30.
At the start of turning 29 I was absolutely done with my 20s. There was no sadness about aging, life was getting sweet, I was excited to age up, ready and running towards ✨30✨, debt free, with the the health of my family and in a home I loved. Now though, with everything that’s changed, I wish I could travel back in time, maybe to a pre COVID era, maybe 2016. A time where my mum didn’t have cancer, where my mum still lived in our childhood home, and where I had just settled in with my now partner of 7 ish years. A time where life was simpler, I was in my mid twenties and just discovering who I would become now, beginning a career in healthcare, beginning to become best friends with my mum, and living in my first flat post university. A time where mum had her spark and it wasn’t tarnished by some sort of bitter sweet we might not have much time left feeling. We had no idea that 2020 would be the start of the end, and how uncomplicated that was.
Growing old wasn’t something me and mum ever spoke about until we received her terminal diagnosis in July of this year, and then, we did a lot. She told me she never saw herself as an old person, never thought she’d get there. We always joked she’d never retire due to her shopaholic tendencies, but I never considered that cancer would steal her away.
She always wanted to be a gran. She wanted me to have a baby almost immediately after I met my partner. When I reflect now, I think, maybe she had those desires because she oddly knew she wouldn’t be around as the typical granny you might envision, living a full life and dying at a ripe age. She had to grow up fast. Adulthood clung to her, she was married with two children by 28, living a life so alien to my 20s experience.
Here’s where I’m reminded that if I die at the age my mum passed, my dad, or almost even my nan, I’ve lived more of my life already than I have left. I’m terrified daily that I know my demise. I’ve watched it play out, it’s written in our history. Woven into the fabric of my skin, my DNA.
Cancer is coming.
Then again, I could be hit by a bus tomorrow, not that I’m planning on leaving the house.
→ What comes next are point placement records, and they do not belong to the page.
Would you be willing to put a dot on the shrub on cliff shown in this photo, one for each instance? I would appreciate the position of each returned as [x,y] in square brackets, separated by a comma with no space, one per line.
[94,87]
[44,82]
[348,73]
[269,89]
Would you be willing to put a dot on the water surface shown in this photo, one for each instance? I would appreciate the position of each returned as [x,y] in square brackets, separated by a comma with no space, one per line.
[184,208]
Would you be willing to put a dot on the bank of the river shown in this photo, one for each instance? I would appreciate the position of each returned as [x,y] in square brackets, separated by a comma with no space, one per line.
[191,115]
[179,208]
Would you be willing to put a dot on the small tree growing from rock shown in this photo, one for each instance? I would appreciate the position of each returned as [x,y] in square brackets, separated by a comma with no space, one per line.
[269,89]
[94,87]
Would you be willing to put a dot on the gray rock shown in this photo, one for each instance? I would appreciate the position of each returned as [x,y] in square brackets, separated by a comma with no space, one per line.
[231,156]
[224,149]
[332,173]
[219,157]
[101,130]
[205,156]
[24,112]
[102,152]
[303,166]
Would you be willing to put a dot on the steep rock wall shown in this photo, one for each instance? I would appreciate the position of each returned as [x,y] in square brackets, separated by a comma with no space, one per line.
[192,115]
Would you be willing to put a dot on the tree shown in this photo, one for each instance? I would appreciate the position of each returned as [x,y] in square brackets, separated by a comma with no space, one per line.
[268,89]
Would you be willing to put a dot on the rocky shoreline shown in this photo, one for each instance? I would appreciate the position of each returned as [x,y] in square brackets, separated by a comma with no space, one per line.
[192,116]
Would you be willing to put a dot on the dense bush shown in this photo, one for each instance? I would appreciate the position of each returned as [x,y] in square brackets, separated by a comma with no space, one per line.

What I mean to say, is something we all know, we don’t know what’s around the corner, or how many years we have left. We can’t predict the future, but if I could the next decade might look something like -
Settling down in a home we own by my mid 30s, having a lovely big kitchen where I can enjoy cooking in abundance, going on an abroad adventure or two (long overdue), breakfast in bed, a nook to work from home, rescuing another dog, frequent date nights, wholesome evenings by the fire, a little pot of money set aside for rainy days, a nice park nearby where we live, maybe even a sea view, new family, close-knit friends.